Here is a simple path you can follow from idea to prototype.

  1. Define the app in one sentence
    Write: “My app lets X do Y so they avoid Z.”
    Example: “My app lets students track deadlines so they stop missing assignments.”
    If you cannot write this in one line, the idea is too big. Cut features. Keep only the core action.

  2. Write your v1 as a checklist
    No code yet.
    List 5 to 10 actions a user takes from start to finish. Example:

  1. User signs up
  2. User creates a task
  3. User sees a list of tasks
  4. User marks task done
  5. User logs out
    Anything extra is v2. Notifications, social login, themes, etc, skip for now.
  1. Pick a tech stack based on your skills
    Do not chase hype. Use what you can learn fast.
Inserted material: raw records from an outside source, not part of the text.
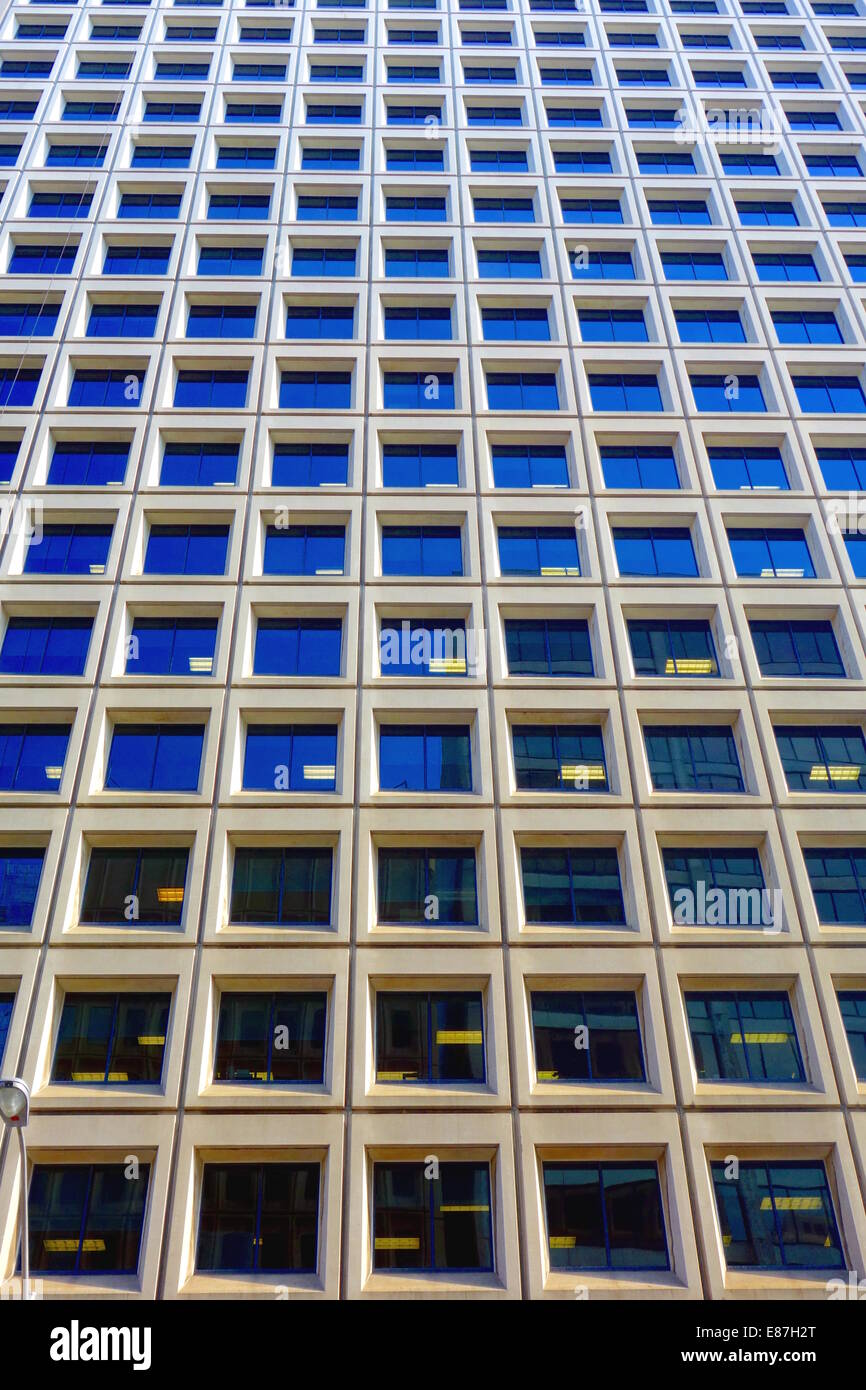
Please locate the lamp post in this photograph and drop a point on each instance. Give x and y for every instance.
(14, 1112)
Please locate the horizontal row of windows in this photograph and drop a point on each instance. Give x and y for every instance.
(292, 886)
(434, 551)
(93, 462)
(438, 758)
(414, 647)
(264, 1216)
(439, 1037)
(433, 388)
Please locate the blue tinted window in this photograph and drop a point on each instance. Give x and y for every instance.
(211, 388)
(309, 464)
(797, 648)
(71, 548)
(298, 647)
(20, 875)
(32, 756)
(135, 260)
(843, 469)
(198, 464)
(781, 552)
(221, 321)
(624, 391)
(830, 758)
(154, 758)
(541, 551)
(289, 758)
(548, 647)
(836, 395)
(426, 647)
(672, 647)
(419, 391)
(88, 462)
(305, 549)
(314, 389)
(638, 466)
(405, 323)
(565, 758)
(530, 466)
(421, 549)
(186, 549)
(747, 466)
(320, 321)
(426, 758)
(655, 551)
(692, 758)
(837, 879)
(171, 647)
(45, 645)
(420, 464)
(720, 394)
(521, 391)
(123, 320)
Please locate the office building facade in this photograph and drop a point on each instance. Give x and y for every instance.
(433, 647)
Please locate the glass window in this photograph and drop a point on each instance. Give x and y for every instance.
(291, 758)
(605, 1215)
(421, 549)
(434, 1225)
(426, 647)
(624, 391)
(419, 886)
(271, 1037)
(572, 887)
(32, 756)
(699, 758)
(672, 647)
(142, 887)
(548, 647)
(420, 464)
(837, 879)
(20, 876)
(309, 464)
(852, 1007)
(45, 645)
(797, 648)
(780, 553)
(716, 886)
(540, 551)
(171, 647)
(777, 1215)
(305, 549)
(740, 467)
(281, 887)
(111, 1040)
(199, 463)
(830, 758)
(587, 1036)
(744, 1036)
(530, 466)
(154, 758)
(559, 758)
(434, 1039)
(638, 466)
(186, 549)
(259, 1218)
(86, 1218)
(655, 551)
(426, 758)
(298, 647)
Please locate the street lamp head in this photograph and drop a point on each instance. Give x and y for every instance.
(14, 1102)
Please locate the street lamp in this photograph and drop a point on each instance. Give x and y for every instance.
(14, 1112)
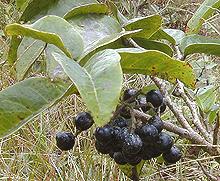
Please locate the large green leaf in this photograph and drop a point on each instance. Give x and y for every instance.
(149, 25)
(50, 29)
(108, 42)
(93, 27)
(22, 4)
(162, 35)
(131, 171)
(155, 63)
(154, 45)
(25, 100)
(200, 44)
(99, 82)
(202, 14)
(39, 8)
(87, 9)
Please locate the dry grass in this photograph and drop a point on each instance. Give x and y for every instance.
(31, 153)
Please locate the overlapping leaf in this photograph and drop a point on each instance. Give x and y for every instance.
(87, 9)
(50, 29)
(155, 63)
(99, 82)
(200, 44)
(25, 100)
(203, 13)
(154, 45)
(149, 25)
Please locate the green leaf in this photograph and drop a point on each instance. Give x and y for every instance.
(25, 100)
(87, 9)
(108, 42)
(200, 44)
(149, 25)
(154, 45)
(50, 29)
(206, 98)
(155, 63)
(162, 35)
(132, 171)
(12, 52)
(176, 34)
(22, 4)
(213, 113)
(39, 8)
(203, 13)
(120, 17)
(99, 82)
(93, 27)
(27, 55)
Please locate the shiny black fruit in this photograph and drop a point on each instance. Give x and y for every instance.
(65, 140)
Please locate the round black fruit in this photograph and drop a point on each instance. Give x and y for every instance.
(65, 140)
(155, 98)
(120, 122)
(104, 134)
(83, 121)
(143, 104)
(164, 143)
(132, 144)
(156, 122)
(148, 133)
(173, 155)
(129, 93)
(125, 112)
(119, 158)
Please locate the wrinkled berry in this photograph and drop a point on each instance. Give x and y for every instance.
(165, 142)
(83, 121)
(155, 98)
(120, 122)
(156, 122)
(148, 133)
(132, 144)
(104, 134)
(128, 94)
(119, 158)
(65, 140)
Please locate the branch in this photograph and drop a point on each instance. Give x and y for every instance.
(193, 109)
(216, 130)
(178, 114)
(208, 175)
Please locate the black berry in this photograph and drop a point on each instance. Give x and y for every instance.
(132, 144)
(83, 121)
(119, 158)
(148, 133)
(104, 134)
(155, 98)
(156, 122)
(143, 103)
(65, 140)
(125, 112)
(120, 122)
(129, 93)
(164, 143)
(173, 155)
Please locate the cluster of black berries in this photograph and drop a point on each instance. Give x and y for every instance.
(145, 142)
(66, 140)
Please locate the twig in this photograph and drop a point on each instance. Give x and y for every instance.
(208, 175)
(216, 130)
(193, 109)
(178, 114)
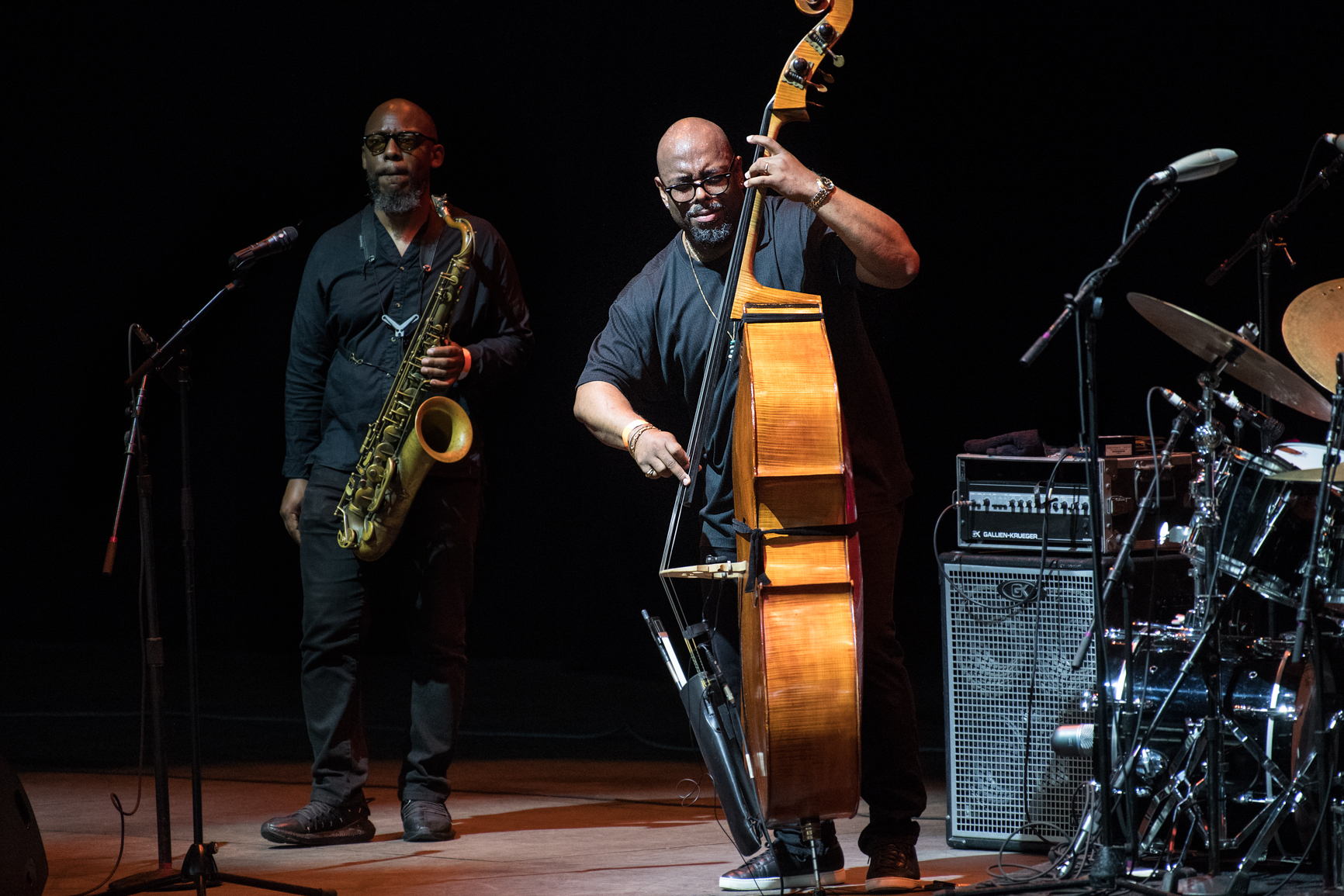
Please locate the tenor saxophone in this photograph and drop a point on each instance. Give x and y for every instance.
(411, 433)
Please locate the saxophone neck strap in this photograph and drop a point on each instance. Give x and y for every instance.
(756, 539)
(367, 238)
(400, 330)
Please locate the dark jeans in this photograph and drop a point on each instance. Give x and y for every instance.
(892, 780)
(429, 569)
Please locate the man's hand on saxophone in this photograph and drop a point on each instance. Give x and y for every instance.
(445, 365)
(290, 507)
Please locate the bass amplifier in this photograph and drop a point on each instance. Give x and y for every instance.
(998, 631)
(1002, 501)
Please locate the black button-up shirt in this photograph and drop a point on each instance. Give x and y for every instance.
(343, 355)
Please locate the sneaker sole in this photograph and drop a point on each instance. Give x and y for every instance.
(892, 884)
(315, 840)
(792, 884)
(426, 835)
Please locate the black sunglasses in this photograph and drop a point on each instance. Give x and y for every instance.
(406, 140)
(712, 185)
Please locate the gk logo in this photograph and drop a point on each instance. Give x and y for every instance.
(1017, 591)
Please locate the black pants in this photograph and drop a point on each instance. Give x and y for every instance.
(429, 569)
(890, 777)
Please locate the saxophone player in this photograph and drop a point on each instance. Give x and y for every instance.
(363, 288)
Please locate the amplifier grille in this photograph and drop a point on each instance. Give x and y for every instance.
(988, 656)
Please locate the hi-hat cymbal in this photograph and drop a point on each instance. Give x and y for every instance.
(1314, 330)
(1245, 362)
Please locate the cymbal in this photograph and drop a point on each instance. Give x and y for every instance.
(1245, 362)
(1314, 330)
(1309, 476)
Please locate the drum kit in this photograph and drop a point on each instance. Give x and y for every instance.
(1223, 716)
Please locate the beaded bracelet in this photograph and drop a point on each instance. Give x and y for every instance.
(636, 434)
(625, 433)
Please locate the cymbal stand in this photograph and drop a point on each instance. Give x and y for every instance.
(1265, 240)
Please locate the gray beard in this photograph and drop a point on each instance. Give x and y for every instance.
(398, 203)
(707, 238)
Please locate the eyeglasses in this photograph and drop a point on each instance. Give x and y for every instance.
(712, 185)
(406, 140)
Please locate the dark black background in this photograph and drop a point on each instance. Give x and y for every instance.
(148, 144)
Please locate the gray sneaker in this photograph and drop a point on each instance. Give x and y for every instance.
(425, 821)
(320, 825)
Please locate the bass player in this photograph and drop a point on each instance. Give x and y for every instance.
(819, 240)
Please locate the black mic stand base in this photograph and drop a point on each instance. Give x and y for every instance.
(199, 872)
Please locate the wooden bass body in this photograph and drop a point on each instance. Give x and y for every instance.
(802, 670)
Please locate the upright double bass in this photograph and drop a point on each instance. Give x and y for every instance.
(800, 590)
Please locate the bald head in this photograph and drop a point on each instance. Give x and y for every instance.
(691, 150)
(401, 115)
(691, 139)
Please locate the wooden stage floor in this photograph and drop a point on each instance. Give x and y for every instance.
(523, 826)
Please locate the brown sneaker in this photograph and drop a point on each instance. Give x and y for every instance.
(320, 825)
(892, 868)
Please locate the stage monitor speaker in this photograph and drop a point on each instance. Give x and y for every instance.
(995, 633)
(23, 861)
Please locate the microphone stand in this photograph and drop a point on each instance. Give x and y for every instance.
(1085, 304)
(154, 644)
(198, 866)
(1263, 242)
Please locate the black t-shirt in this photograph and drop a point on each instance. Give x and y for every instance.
(657, 335)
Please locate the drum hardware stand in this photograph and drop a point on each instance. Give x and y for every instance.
(1265, 240)
(198, 866)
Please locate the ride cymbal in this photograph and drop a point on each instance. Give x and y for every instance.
(1245, 362)
(1314, 330)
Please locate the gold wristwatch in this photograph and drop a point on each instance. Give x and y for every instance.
(824, 190)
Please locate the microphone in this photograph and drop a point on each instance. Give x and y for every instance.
(1259, 420)
(1179, 403)
(1195, 165)
(277, 242)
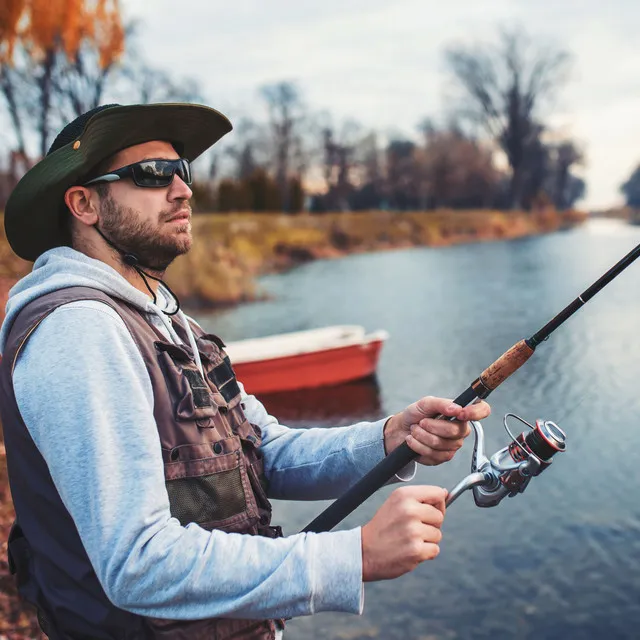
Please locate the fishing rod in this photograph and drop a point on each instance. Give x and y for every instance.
(543, 435)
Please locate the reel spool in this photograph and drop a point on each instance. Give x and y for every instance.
(509, 470)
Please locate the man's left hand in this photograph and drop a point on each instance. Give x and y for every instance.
(435, 440)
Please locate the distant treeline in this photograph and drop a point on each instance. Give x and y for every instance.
(496, 149)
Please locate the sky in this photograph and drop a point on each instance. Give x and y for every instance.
(381, 62)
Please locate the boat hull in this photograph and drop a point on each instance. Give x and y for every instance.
(314, 369)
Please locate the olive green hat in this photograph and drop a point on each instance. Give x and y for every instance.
(33, 217)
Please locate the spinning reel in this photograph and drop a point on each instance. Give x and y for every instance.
(509, 470)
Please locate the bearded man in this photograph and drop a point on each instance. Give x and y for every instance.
(140, 470)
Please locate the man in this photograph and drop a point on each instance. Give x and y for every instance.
(140, 470)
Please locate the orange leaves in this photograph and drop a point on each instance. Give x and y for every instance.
(45, 26)
(10, 12)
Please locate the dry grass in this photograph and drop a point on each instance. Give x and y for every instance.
(231, 249)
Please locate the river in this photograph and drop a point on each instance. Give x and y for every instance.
(563, 559)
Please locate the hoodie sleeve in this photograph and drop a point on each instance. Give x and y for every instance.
(317, 464)
(86, 398)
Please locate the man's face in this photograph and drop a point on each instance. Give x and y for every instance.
(152, 223)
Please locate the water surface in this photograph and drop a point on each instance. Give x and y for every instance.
(563, 559)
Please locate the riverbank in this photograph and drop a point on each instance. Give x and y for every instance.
(231, 250)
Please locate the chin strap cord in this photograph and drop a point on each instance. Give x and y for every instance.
(132, 260)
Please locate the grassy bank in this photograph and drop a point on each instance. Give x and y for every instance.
(231, 250)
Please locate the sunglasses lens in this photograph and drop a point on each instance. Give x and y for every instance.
(184, 171)
(159, 173)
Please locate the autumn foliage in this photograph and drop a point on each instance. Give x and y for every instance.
(44, 26)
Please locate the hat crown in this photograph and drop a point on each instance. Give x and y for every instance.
(75, 128)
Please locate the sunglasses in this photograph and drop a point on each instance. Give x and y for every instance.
(149, 173)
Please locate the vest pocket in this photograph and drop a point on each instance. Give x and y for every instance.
(213, 492)
(190, 394)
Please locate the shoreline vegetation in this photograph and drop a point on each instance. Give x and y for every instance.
(231, 250)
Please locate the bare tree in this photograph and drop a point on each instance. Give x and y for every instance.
(504, 88)
(286, 114)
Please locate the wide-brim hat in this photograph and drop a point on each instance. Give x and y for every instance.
(34, 220)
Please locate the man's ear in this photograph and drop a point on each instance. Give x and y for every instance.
(82, 202)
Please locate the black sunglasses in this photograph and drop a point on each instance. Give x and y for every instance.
(149, 173)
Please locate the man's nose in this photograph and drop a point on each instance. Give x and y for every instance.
(179, 189)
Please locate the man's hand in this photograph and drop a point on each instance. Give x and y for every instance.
(435, 440)
(404, 532)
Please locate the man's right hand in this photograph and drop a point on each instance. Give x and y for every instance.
(404, 532)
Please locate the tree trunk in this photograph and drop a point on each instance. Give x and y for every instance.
(45, 100)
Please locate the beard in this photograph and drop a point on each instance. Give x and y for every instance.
(155, 248)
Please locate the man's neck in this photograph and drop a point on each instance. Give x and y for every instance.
(112, 257)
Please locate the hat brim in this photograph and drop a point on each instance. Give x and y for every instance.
(32, 215)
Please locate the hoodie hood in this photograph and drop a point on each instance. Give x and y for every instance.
(64, 267)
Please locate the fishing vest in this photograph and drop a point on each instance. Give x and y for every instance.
(213, 471)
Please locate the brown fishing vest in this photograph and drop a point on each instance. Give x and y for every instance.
(214, 477)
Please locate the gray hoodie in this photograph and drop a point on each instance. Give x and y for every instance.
(84, 393)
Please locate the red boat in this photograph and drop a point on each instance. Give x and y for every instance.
(303, 359)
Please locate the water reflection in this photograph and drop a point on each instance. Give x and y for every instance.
(327, 406)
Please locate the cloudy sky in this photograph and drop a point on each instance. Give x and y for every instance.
(381, 62)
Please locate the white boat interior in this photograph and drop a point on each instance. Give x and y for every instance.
(299, 342)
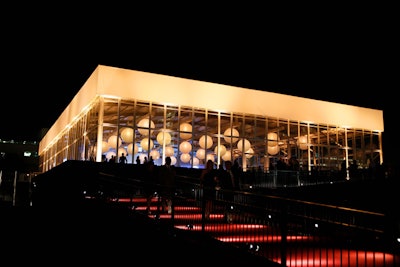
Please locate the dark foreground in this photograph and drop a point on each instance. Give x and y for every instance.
(95, 233)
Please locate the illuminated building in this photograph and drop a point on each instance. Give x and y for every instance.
(144, 114)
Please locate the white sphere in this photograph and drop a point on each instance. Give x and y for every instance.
(249, 153)
(185, 131)
(201, 153)
(164, 138)
(155, 154)
(144, 125)
(273, 150)
(195, 161)
(169, 151)
(185, 147)
(272, 139)
(227, 156)
(205, 140)
(210, 157)
(231, 135)
(243, 145)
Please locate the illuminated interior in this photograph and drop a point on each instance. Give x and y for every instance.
(145, 114)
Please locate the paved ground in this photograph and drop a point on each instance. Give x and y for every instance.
(98, 234)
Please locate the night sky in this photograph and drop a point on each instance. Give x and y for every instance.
(348, 57)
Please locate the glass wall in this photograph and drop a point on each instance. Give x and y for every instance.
(191, 136)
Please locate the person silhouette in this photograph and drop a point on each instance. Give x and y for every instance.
(123, 159)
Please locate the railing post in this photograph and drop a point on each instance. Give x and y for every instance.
(283, 226)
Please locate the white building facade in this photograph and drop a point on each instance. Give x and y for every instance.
(151, 115)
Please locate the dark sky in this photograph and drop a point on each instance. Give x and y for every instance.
(350, 57)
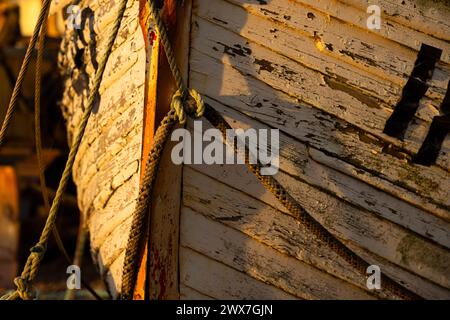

If you know zero code and want mobile:
• React Native with Expo
• Backend: Firebase (Auth + Firestore)
• Why: fewer moving parts, huge community, ok enough for a first app

If you know a bit of web:
• Frontend: React, Next.js, or plain React + Vite
• Backend: Firebase or Supabase
• Deploy: Vercel or Netlify

If you like Python:
• Backend: Django or FastAPI
• Frontend: simple HTML + JS or React later
• Database: SQLite for dev, Postgres for production

Pick one stack and commit for this app. Do not switch halfway unless you hit a hard wall.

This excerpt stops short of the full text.